# garden centers



## tonyandjayne (Sep 13, 2009)

hi can anyone tell us if there are any garden centres in and around the famagusta area as we r going to live in Sotira.

regards tony and james


----------



## JasonandPaula (Feb 2, 2011)

Hi Tony and Jane

We are moving out to Paralimni in 2 weeks and I believe there is a garden centre just down the road from us, it's very near to the Orphanides store


----------



## Lindsey123 (Mar 14, 2011)

Hi there, do you know of any farmers markets in that area or any local markets that sell organic food,we are looking to move over to this area in October.Making our final decision in May when we come over to look at schools, I've heard of a good school just near orphanidies can't remember the name though


----------



## JasonandPaula (Feb 2, 2011)

Lindsay

I am not sure to be honest, but I will definitely look out and let you know.

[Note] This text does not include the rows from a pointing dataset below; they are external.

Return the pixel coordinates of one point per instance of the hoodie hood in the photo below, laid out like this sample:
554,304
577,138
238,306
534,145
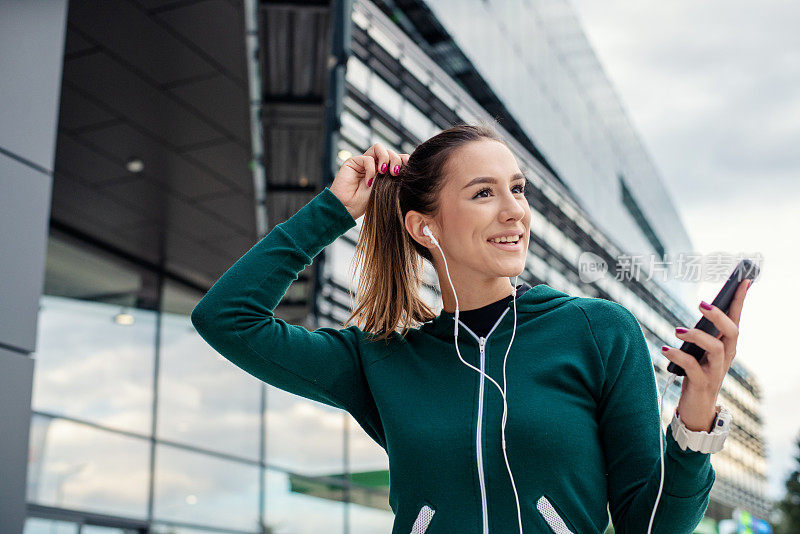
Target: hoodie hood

As I say, me and my husband will be out there in 2 weeks and so we will be doing a lot of exploring. 
I will keep you posted

Thanks


----------



## Lindsey123 (Mar 14, 2011)

Hi Jason and Paula,
Thank you for your reply.Im sure farmers markets are the norm In Cyprus as with anywhere else just would be great if it was local, if you don't mind me asking why have you chosen Paralimni, My family and I are looking into that area ourselves or there abouts. I'm new to this website and I think it's great but I've noticed most of the posts written are mainly from Paphos, Limmasol or villages In between. Nice to hear from someone in famagusta region.
2 weeks will fly In I wish you both all the very best. X


----------



## JasonandPaula (Feb 2, 2011)

Lindsey123

We chose Paralimni due to the location. We didn't want to be in the tourist area and need to be close to hand to everything as we will not have a car straight away. We are on a bus route and orphanides is just down the road. 
We have visited both sides of the island, east and west, and we just love the east side. 
We are both so excited about the move and cannot wait for a new life to begin. Would be great to catch up with you when you are over


----------



## Lindsey123 (Mar 14, 2011)

Hey, 
We are Looking into that area as my partners parents live in Protaras. They are not Cypriot they retired there a few years ago now. Protaras is great but like yourselves were not to keen to be in the immediate tourist area. We have 2 children 7 and 12 so we really need to be somewhere near to schools and local amenities and somewhere that is open all year round.We have done lots of research over the last few years so it's really a case of now or never, however schools are a major issue for us. That will be the make or break!!!! Coming out In May so hopefully the decision will be made then.
You will need to keep me informed of your move x


----------



## Sixpence (Mar 23, 2011)

There is a garden Centre in Sotira called Sunshine Garden Centre, the Greek lady and her daughter ( with an Australian accent ) run it, they are very helpful and one of the cheapest in the area.


----------



## Miss Daisy (Jan 24, 2011)

There are many garden centers in the area. There is one right next to the tennis courts on the road from Dherynia to Frenaros (Christina is the owner). There is the one near Orphanides - Maria's - her son Andreas does landscaping and garden planning. There is one on the road from Kapparis to Protaras. There are a few on the main road in Paralimni going towards Dherynia. There is one in Dherynia near Costaris taverna. There is one on the road from Frenaros to Sotira. Sorry. I do not know the names of all these places. And I am sure I have missed many more.


----------